At Te Papa’s herbarium of dried plant specimens, as with most other herbaria worldwide, we have a ‘backlog’. These are specimens mounted on sheets of card or paper that have often been in the collection for many years. They were originally recorded in old registers and allocated numbers but have not yet been digitised.

Our technicians are working their way through these but it is a detailed process. Each sheet needs to be looked at, the information on handwritten labels deciphered and entered in the database, and mapping coordinates worked out.

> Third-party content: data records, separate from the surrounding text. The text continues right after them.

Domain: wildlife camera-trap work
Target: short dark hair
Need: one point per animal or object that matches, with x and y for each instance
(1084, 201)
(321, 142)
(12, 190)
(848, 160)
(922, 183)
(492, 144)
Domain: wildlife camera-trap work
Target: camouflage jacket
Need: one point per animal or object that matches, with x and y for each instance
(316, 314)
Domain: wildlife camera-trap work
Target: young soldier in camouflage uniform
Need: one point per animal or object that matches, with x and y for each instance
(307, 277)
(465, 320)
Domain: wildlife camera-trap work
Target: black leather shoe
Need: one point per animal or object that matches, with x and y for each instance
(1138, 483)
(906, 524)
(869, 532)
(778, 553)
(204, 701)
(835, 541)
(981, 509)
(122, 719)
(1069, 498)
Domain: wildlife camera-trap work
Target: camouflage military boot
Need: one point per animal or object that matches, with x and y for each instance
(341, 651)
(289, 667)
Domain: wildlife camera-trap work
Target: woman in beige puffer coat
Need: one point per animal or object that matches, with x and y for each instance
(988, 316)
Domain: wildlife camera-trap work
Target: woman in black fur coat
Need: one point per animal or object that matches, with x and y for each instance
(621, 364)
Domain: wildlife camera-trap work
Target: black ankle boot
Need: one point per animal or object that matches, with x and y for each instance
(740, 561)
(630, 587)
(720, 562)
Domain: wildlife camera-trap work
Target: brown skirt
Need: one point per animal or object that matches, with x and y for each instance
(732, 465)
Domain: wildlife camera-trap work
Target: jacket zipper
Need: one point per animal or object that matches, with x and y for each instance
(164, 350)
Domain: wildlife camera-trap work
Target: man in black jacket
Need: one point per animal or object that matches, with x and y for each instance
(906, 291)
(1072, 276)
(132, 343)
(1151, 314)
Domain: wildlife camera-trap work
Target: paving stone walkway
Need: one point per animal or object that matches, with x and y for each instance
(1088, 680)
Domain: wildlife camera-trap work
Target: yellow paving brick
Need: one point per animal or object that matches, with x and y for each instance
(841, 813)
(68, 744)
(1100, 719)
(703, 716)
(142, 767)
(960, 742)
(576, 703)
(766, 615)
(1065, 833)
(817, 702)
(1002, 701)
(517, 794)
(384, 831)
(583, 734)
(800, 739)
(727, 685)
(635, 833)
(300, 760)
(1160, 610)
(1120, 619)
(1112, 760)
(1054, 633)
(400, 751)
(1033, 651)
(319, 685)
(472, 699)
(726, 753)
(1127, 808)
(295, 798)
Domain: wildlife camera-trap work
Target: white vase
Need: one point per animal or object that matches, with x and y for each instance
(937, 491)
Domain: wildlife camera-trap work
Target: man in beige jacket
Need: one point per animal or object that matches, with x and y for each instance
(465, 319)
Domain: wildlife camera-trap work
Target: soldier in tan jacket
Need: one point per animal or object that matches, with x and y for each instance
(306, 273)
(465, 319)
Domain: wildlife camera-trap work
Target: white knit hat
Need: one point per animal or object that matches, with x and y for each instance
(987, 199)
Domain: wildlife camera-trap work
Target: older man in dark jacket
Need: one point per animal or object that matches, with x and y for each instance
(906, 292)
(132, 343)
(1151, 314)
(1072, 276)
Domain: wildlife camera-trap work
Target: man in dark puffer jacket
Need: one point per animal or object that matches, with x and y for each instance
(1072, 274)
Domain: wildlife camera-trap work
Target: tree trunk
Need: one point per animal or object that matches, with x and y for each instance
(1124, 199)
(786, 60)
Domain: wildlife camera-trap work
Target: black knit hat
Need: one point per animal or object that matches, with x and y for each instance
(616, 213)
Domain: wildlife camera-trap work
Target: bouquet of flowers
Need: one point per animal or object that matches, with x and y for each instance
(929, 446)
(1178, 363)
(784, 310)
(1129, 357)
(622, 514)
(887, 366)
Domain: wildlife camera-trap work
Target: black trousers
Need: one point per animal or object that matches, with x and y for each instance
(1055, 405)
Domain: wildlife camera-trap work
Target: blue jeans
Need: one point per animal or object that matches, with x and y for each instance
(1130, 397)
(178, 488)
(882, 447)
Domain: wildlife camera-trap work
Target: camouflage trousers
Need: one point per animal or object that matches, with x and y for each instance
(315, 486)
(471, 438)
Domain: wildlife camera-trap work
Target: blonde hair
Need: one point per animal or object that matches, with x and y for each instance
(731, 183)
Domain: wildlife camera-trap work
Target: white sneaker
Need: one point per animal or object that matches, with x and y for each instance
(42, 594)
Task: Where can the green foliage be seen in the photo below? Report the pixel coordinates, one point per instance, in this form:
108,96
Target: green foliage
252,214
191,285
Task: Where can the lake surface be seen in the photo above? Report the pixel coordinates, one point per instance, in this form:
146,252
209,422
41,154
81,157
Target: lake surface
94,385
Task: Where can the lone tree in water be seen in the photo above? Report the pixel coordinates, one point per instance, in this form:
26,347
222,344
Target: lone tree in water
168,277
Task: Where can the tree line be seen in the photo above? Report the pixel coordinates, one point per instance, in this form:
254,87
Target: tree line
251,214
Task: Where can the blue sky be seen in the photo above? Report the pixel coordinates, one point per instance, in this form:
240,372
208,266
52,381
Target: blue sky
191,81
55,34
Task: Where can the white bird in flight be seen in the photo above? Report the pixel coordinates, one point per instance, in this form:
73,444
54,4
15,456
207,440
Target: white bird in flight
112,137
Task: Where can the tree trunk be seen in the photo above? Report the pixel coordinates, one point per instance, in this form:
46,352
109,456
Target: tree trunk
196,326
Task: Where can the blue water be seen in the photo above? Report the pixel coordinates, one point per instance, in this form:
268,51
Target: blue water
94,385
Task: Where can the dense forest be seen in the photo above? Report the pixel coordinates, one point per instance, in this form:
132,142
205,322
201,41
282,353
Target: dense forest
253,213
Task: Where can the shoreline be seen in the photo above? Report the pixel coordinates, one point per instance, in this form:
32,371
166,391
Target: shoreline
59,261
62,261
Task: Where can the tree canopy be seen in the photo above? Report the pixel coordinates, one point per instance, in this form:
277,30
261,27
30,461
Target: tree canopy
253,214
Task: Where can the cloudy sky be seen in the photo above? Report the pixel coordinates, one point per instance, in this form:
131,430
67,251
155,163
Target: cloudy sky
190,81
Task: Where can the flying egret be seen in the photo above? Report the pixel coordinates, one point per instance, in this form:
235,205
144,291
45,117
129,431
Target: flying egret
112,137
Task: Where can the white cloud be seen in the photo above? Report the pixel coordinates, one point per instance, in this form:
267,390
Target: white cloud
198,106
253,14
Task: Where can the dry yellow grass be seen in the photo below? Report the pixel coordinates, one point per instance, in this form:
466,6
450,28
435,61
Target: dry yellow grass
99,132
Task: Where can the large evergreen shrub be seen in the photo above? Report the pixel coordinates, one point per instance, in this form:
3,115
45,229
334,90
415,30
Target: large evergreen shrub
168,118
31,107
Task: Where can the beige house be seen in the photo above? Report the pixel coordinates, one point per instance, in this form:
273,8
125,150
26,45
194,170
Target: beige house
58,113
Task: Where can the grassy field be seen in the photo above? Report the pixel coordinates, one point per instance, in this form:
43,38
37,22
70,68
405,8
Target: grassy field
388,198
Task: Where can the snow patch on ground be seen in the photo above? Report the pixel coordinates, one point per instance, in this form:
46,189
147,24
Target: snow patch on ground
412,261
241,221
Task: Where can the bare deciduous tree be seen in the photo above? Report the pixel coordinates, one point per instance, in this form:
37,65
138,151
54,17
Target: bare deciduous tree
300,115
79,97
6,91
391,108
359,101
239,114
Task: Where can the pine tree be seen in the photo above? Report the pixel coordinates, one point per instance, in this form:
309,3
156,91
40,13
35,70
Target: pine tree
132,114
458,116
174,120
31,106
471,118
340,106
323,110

With the lockdown looming, one of our technicians realised that with some tweaks we could use our existing method of imaging specimens to quickly take photos of backlog herbarium sheets, upload them to our computers and the work could then be potentially done from anywhere. We already had a list of plant families that were not completely databased, so 29 boxes were pulled out and imaged.

Image-viewing software was checked and updated, the large files were uploaded and staff were advised to take their computers home each night (just in case!). When the doors were locked on Saturday 21 March, we were prepared.
Nettles and spurges and sundews, oh my!
Over lockdown, details of nearly a thousand plant specimens were added to the database, and ten plant families completed – stonecrops, nettles, spurges, sundews, gunneras, oxalis, gooseberries, cucurbits, tamarisks and willows.
Now that the technicians are back in the herbarium, there is still some work involved with writing the registration numbers on sheets and labelling folders and boxes. The photos will also be added to Te Papa’s Collections Online.

The system worked so well – one day of imaging provided more than two weeks of databasing – that we have decided to do some more imaging to create a bit of a reserve, just in case it is needed in the future.